The scatter plot shows the downward, then upward trend that we noticed before. We can try more values of $ \theta $ to see a complete curve that shows how the loss changes as $ \theta $ changes.

The plot above shows that in fact, $ \theta = 15$ was not the best choice; a $ \theta $ between 14 and 15 would have gotten a lower loss. We can use calculus to find that minimizing value of $ \theta $ exactly. At the minimum loss, the derivative of the loss function with respect to $ \theta $ is 0.

First, we start with our loss function:

$$ \begin{aligned} L(\theta, \textbf{y}) &= \frac{1}{n} \sum_{i = 1}^{n}(y_i - \theta)^2\\ \end{aligned} $$

Next, we plug in our points $ \textbf{y} = [11, 12, 15, 17, 18] $:

$$ \begin{aligned} L(\theta, \textbf{y}) &= \frac{1}{5} \big((11 - \theta)^2 + (12 - \theta)^2 + (15 - \theta)^2 + (17 - \theta)^2 + (18 - \theta)^2 \big)\\ \end{aligned} $$

To find the value of $ \theta $ that minimizes this function, we compute the derivative with respect to $ \theta $:

$$ \begin{aligned} \frac{\partial}{\partial \theta} L(\theta, \textbf{y}) &= \frac{1}{5} \big(-2(11 - \theta) - 2(12 - \theta) - 2(15 - \theta) - 2(17 - \theta) -2(18 - \theta) \big)\\ &= \frac{1}{5} \big(10 \cdot \theta - 146 \big)\\ \end{aligned} $$

Then, we find the value of $ \theta $ where the derivative is zero:

$$ \begin{aligned} \frac{1}{5} \big(10 \cdot \theta - 146 \big) &= 0 \\ 10 \cdot \theta - 146 &= 0 \\ \theta &= 14.6 \end{aligned} $$

We've found the minimizing $ \theta $, and as expected, it is between 14 and 15. We denote the $ \theta $ that minimizes the loss $ \hat{\theta} $. Thus, for the dataset $ \textbf{y} = [11, 12, 15, 17, 18] $ and the MSE loss function:

$$ \hat{\theta} = 14.6 $$

If we happen to compute the mean of the data values, we notice a curious equivalence:

$$ \text{mean} (\textbf{y}) = \hat{\theta} = 14.6 $$

The Minimizing Value of the Mean Squared Error¶

As it turns out, the equivalence above is no mere coincidence; the average of the data values always produces $ \hat{\theta} $, the $ \theta $ that minimizes the MSE loss.

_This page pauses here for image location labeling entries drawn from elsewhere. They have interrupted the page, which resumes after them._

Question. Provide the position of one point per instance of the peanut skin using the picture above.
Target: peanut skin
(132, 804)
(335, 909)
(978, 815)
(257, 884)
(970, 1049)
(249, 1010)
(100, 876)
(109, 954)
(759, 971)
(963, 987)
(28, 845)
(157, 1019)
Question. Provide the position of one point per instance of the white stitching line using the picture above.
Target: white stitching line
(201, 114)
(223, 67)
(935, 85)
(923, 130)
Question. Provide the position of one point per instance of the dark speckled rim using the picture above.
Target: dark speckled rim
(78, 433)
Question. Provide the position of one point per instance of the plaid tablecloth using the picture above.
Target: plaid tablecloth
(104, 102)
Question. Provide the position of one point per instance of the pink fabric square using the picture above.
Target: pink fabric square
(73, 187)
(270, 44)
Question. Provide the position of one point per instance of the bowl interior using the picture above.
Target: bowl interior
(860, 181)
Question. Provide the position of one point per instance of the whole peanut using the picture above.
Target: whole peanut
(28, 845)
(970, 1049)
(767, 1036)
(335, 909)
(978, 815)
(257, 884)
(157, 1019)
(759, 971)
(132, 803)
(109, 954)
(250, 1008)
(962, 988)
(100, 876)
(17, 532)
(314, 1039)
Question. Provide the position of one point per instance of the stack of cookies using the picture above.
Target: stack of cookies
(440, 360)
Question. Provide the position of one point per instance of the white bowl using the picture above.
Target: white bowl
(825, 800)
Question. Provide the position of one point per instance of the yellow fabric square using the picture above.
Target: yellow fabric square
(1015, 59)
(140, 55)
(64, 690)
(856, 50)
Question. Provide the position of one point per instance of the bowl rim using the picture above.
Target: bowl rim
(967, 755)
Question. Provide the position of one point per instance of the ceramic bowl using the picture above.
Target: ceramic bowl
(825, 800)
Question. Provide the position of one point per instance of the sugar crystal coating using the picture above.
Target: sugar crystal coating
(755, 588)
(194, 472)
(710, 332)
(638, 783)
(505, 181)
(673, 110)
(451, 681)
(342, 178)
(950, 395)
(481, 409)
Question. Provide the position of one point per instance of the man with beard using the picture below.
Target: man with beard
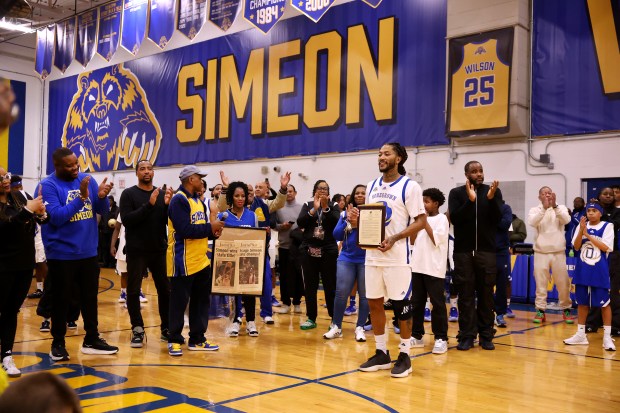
(475, 212)
(144, 212)
(70, 240)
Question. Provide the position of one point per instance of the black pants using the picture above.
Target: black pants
(137, 264)
(421, 286)
(44, 308)
(291, 281)
(475, 277)
(325, 267)
(63, 274)
(14, 286)
(196, 289)
(501, 282)
(595, 320)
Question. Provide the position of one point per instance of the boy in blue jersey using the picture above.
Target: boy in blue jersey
(188, 266)
(594, 241)
(73, 199)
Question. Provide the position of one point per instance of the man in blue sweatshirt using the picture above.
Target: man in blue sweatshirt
(73, 199)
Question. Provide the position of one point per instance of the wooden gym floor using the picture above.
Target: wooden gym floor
(289, 370)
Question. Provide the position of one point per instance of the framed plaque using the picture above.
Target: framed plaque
(239, 261)
(371, 225)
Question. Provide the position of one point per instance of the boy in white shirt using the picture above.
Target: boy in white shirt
(428, 264)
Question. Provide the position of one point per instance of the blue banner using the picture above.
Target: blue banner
(314, 9)
(351, 82)
(110, 15)
(575, 82)
(86, 38)
(161, 22)
(65, 42)
(223, 13)
(192, 16)
(45, 51)
(373, 3)
(134, 24)
(264, 15)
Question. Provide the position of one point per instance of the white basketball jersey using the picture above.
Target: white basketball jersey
(403, 201)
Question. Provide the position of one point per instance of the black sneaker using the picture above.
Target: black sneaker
(98, 346)
(37, 294)
(380, 361)
(45, 326)
(59, 352)
(137, 337)
(402, 367)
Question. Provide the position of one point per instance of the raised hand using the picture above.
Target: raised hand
(84, 187)
(471, 192)
(492, 190)
(104, 188)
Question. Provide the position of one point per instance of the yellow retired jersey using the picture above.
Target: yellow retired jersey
(480, 89)
(186, 256)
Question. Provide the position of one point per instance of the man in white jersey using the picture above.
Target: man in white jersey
(388, 274)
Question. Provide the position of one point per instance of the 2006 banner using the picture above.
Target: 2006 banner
(350, 82)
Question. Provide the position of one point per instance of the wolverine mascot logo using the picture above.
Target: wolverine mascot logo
(110, 120)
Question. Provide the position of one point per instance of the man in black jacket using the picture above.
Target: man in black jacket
(475, 213)
(144, 212)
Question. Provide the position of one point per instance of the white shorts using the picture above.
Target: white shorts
(121, 266)
(39, 250)
(388, 282)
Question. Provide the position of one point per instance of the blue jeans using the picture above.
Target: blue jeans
(346, 275)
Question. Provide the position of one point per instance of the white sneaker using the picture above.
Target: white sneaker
(234, 329)
(360, 336)
(251, 329)
(578, 339)
(440, 347)
(285, 309)
(334, 332)
(415, 343)
(12, 371)
(608, 343)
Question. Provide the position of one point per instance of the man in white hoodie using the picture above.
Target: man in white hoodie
(549, 218)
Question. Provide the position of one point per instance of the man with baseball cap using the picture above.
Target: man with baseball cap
(144, 213)
(188, 266)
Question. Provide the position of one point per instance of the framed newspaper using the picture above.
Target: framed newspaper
(239, 261)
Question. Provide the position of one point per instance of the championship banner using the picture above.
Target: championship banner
(65, 44)
(313, 9)
(12, 138)
(110, 15)
(575, 61)
(86, 39)
(264, 14)
(134, 24)
(45, 51)
(223, 13)
(479, 83)
(161, 22)
(348, 83)
(191, 18)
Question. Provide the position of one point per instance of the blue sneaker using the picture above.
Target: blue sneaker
(204, 346)
(453, 316)
(350, 310)
(427, 314)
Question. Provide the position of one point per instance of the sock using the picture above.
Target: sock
(381, 342)
(404, 346)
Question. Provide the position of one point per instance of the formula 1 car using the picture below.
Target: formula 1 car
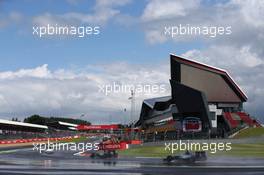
(109, 145)
(187, 158)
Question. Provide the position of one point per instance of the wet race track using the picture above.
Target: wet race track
(27, 161)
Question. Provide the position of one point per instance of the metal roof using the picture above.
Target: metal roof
(216, 70)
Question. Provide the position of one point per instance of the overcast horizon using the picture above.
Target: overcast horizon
(60, 75)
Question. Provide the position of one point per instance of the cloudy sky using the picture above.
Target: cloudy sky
(60, 76)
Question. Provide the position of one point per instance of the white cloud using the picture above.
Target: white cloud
(38, 72)
(68, 93)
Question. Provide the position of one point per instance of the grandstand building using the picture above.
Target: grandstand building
(204, 101)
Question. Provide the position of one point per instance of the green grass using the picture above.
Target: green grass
(250, 132)
(240, 150)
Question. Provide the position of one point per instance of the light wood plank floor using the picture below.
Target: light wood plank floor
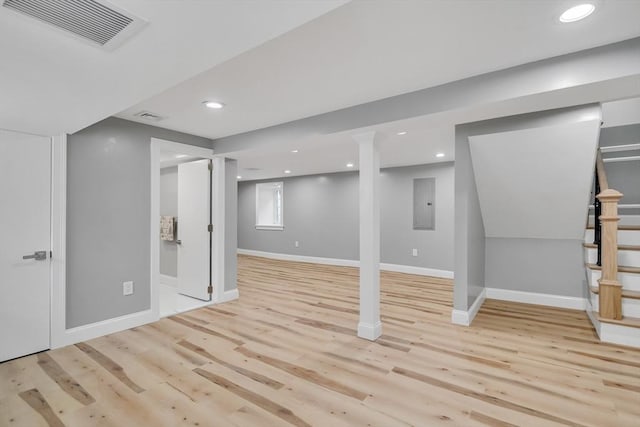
(286, 354)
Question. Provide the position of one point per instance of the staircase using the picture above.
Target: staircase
(612, 259)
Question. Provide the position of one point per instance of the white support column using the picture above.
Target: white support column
(369, 326)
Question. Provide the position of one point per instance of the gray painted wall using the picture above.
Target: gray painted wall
(475, 260)
(321, 213)
(169, 206)
(108, 204)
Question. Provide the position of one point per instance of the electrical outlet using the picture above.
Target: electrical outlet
(127, 288)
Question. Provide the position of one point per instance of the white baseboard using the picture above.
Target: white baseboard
(422, 271)
(228, 296)
(464, 318)
(300, 258)
(105, 327)
(575, 303)
(168, 280)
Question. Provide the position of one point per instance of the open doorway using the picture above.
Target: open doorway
(181, 224)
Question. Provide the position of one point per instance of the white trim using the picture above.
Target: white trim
(300, 258)
(219, 227)
(616, 148)
(165, 279)
(561, 301)
(226, 296)
(619, 334)
(420, 271)
(621, 159)
(278, 227)
(465, 318)
(623, 206)
(270, 227)
(369, 331)
(58, 240)
(409, 269)
(105, 327)
(612, 333)
(158, 145)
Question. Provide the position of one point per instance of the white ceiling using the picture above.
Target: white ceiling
(514, 171)
(331, 153)
(368, 50)
(51, 83)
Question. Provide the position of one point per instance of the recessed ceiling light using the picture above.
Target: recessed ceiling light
(577, 13)
(213, 104)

To show this, we take the derivative of our loss function once more. Instead of plugging in points, we leave the $ y_i $ terms intact to generalize to other datasets.

$$ \begin{aligned} L(\theta, \textbf{y}) &= \frac{1}{n} \sum_{i = 1}^{n}(y_i - \theta)^2\\ \frac{\partial}{\partial \theta} L(\theta, \textbf{y}) &= \frac{1}{n} \sum_{i = 1}^{n} -2(y_i - \theta) \\ &= -\frac{2}{n} \sum_{i = 1}^{n} (y_i - \theta) \\ \end{aligned} $$

Since we did not substitute in specific values for $ y_i $, this equation can be used with any dataset with any number of points.

Now, we set the derivative equal to zero and solve for $ \theta $ to find the minimizing value of $ \theta $ as before:

$$ \begin{aligned} -\frac{2}{n} \sum_{i = 1}^{n} (y_i - \theta) &= 0 \\ \sum_{i = 1}^{n} (y_i - \theta) &= 0 \\ \sum_{i = 1}^{n} y_i - \sum_{i = 1}^{n} \theta &= 0 \\ \sum_{i = 1}^{n} \theta &= \sum_{i = 1}^{n} y_i \\ n \cdot \theta &= y_1 + \ldots + y_n \\ \theta &= \frac{y_1 + \ldots + y_n}{n} \\ \hat \theta = \theta &= \text{mean} (\textbf{y}) \end{aligned} $$

Lo and behold, we see that there is a single value of $ \theta $ that gives the least MSE no matter what the dataset is. For the mean squared error, we know that $ \hat{\theta} $ is the mean of the dataset values.

Back to the Original Dataset¶

We no longer have to test out different values of $ \theta $ as we did before. We can compute the mean tip percentage in one go:

Summary¶

We have introduced a constant model, a model that outputs the same number for all entries in the dataset.

A loss function $ L(\theta, \textbf{y}) $ measures how well a given value of $ \theta $ fits the data. In this section, we introduce the mean squared error loss function and showed that $ \hat{\theta} = \text{mean}(\textbf{y}) $ for the constant model.

The steps we took in this section apply to many modeling scenarios:

1. Select a model.
2. Select a loss function.
3. Fit the model by minimizing the loss.

In this book, all of our modeling techniques expand upon one or more of these steps. We introduce new models (1), new loss functions (2), and new techniques for minimizing loss (3).